|Greenlee, M. Heather West|
Submitted to: Journal of Comparative Pathology
Publication Type: Peer Reviewed Journal
Publication Acceptance Date: 9/10/2007
Publication Date: 1/1/2008
Citation: Smith, J.D., Greenlee, J.J., Hamir, A.N., West Greenlee, M.H. 2008. Retinal cell types are differentially affected in sheep with scrapie. Journal of Comparative Pathology. 138(1):12-22. Interpretive Summary: Scrapie is a naturally occurring fatal disease of sheep and goats affecting the nervous system. After infection, the scrapie agent is known to accumulate in the brain, lymph nodes, and retina, the specialized sensory structure lining the inside of the eye. All current methods of diagnosis for scrapie and related diseases require collection of brain tissue after death of the animal. This study uses special staining techniques to show that accumulation of the agent causing scrapie in sheep is associated with altered staining patterns in certain subtypes of retinal cells. Each cell type in the retina has a specific function and alters ophthalmologic examinations or electrophysiologic tests in predictable ways when damaged. These findings increase the current understanding of how abnormal prion proteins accumulate in the cells of the nervous system (retina), but more importantly suggest that methods of identifying scrapie-affected animals through functional testing of the visual system can be developed.

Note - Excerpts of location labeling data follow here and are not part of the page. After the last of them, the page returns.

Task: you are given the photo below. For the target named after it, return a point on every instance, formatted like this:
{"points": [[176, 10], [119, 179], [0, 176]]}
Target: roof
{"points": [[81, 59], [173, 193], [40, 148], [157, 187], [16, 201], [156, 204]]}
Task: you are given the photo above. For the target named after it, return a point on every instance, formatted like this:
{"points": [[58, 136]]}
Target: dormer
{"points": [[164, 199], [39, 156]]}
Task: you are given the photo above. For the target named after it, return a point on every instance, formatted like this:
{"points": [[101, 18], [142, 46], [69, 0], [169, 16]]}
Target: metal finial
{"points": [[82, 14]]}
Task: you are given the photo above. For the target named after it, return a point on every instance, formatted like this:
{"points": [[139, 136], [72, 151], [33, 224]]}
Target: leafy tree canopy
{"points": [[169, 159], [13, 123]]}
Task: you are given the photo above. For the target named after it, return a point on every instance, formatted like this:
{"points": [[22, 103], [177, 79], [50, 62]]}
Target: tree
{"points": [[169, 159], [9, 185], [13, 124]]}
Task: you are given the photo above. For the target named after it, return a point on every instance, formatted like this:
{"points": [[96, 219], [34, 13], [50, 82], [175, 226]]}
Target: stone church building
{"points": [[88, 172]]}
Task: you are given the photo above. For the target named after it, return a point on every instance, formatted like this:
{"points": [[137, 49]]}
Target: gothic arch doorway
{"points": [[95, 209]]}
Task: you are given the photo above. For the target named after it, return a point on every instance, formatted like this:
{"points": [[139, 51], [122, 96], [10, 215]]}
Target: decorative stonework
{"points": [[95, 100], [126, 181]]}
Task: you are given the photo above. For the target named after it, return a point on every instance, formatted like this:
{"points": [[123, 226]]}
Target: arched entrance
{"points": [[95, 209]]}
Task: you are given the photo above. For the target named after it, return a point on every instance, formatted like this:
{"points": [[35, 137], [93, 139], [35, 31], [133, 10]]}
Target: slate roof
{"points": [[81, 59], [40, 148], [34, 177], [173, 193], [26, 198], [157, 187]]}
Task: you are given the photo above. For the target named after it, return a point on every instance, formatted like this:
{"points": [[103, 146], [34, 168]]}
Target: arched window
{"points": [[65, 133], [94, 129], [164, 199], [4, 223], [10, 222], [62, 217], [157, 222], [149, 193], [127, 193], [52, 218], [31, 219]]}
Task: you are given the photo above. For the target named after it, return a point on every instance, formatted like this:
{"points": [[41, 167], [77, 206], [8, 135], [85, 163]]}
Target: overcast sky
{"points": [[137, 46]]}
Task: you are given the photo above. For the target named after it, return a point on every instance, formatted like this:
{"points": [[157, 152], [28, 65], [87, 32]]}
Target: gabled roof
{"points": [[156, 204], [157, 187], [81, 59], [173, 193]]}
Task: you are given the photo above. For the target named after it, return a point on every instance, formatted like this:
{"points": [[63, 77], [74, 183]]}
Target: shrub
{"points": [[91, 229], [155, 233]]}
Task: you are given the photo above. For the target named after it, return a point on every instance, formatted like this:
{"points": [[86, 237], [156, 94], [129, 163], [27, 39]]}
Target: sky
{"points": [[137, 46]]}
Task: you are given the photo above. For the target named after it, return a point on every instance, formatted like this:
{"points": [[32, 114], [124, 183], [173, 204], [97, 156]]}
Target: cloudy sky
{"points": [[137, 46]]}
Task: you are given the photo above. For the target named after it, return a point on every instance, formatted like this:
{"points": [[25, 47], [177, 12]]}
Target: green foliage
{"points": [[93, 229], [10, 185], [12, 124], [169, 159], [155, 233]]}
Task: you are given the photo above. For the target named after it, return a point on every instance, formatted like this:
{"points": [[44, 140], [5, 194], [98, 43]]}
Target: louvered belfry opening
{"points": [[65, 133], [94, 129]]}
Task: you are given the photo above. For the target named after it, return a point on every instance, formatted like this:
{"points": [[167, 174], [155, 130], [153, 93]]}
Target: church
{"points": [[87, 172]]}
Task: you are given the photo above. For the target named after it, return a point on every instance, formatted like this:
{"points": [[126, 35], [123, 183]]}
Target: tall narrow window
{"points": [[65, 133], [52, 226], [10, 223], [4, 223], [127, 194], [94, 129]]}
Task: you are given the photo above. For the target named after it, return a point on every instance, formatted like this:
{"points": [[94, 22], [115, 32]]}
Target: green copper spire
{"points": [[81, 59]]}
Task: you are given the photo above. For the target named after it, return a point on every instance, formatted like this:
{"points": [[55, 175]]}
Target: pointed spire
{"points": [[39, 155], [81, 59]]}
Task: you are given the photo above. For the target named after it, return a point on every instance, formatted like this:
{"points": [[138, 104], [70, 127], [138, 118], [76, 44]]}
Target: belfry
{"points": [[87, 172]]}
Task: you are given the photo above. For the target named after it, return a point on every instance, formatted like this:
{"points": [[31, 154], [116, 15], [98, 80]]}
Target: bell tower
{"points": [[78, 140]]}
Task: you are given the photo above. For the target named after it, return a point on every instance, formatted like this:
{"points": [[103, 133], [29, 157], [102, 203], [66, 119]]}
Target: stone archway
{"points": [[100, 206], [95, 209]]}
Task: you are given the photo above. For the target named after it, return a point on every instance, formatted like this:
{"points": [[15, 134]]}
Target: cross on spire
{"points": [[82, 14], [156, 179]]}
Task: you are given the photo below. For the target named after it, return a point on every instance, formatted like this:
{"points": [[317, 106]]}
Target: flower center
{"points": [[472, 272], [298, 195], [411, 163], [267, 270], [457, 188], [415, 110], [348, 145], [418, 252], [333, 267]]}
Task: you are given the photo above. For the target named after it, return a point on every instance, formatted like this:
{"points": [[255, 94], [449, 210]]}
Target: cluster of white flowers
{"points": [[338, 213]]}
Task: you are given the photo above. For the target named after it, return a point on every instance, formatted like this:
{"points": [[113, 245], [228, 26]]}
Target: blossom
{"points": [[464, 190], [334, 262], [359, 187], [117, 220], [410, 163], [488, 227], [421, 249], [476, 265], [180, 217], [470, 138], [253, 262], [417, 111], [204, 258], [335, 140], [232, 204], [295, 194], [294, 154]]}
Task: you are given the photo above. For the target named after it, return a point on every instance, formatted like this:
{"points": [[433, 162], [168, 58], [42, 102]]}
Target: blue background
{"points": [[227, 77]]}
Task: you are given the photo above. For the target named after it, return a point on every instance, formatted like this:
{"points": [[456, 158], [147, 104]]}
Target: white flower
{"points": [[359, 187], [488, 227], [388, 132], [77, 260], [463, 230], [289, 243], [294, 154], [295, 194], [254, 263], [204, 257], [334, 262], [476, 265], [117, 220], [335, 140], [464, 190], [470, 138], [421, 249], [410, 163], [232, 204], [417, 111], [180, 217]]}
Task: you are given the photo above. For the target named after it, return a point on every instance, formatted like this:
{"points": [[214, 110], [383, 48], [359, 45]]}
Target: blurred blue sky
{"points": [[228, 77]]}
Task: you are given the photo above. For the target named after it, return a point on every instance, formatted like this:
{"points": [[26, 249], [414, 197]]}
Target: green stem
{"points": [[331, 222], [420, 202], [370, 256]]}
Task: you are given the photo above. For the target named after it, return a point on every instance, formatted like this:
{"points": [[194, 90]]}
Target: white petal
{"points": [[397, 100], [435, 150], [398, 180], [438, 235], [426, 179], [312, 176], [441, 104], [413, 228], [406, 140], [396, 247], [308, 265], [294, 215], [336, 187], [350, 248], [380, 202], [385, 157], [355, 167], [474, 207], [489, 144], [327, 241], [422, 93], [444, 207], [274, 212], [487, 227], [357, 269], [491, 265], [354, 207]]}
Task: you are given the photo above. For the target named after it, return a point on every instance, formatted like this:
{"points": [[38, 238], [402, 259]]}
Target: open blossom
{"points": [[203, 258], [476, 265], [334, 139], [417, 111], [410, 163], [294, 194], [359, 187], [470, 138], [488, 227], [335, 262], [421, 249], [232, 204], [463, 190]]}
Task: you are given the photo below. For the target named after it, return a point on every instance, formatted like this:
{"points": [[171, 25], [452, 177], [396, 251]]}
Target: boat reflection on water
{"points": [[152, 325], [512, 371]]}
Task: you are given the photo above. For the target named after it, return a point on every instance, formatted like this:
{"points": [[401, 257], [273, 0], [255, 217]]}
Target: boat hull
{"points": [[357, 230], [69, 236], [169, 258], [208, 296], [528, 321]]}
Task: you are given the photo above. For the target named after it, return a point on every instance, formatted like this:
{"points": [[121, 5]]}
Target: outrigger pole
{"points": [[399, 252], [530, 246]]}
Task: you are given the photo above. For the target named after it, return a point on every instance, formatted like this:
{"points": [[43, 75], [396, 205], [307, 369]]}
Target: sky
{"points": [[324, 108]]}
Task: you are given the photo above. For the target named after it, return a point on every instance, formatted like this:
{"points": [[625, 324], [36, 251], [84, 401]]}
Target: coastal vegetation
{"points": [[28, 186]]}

Technical Abstract: Transmissible spongiform encephalopathies (TSEs) are a group of fatal neurodegenerative diseases characterized microscopically by spongiform lesions (vacuolation) in the neuropil, neuronal loss, and gliosis. Although it has been suggested that normal neuronal morphology may be altered in TSE cases prior to the appearance of obvious microscopic lesions, evidence of prior subcellular morphological disruption is lacking. The retina offers an accessible, highly organized, rostral extension of the brain with well-characterized cellular phenotypes, making it well suited for studying alterations of cellular morphology and synaptic connectivity in the CNS. Accumulation of PrP**Sc has been demonstrated in the retina of natural and non-natural TSE-affected hosts, with or without evidence of microscopically detectable retinal pathology. To investigate the effect of PrP**Sc accumulation on the morphology of retinal neurons in a natural host, we used immunohistochemistry to examine the distribution of various retinal cell type-specific markers in the retinas of control sheep, and scrapie-affected sheep with varying degrees of retinal PrP**Sc accumulation. In retinas with PrP**Sc-immunoreactivity (-IR), we observed disruption of the normal -IR patterns of the alpha isoform of protein kinase C (PKC-alpha) and vesicular glutamate transporter 1 (VGLUT1), markers of retinal bipolar cells. Altered -IR patterns were also observed for microtubule-associated protein 2 (MAP2), a marker of a subset of retinal ganglion cells, and glutamine synthetase (GS), a marker of Müller glia. These results demonstrate morphologic changes are present in specific cell types in retinas with PrP**Sc accumulation, despite an absence of overt histologic lesions consistent with retinal degeneration.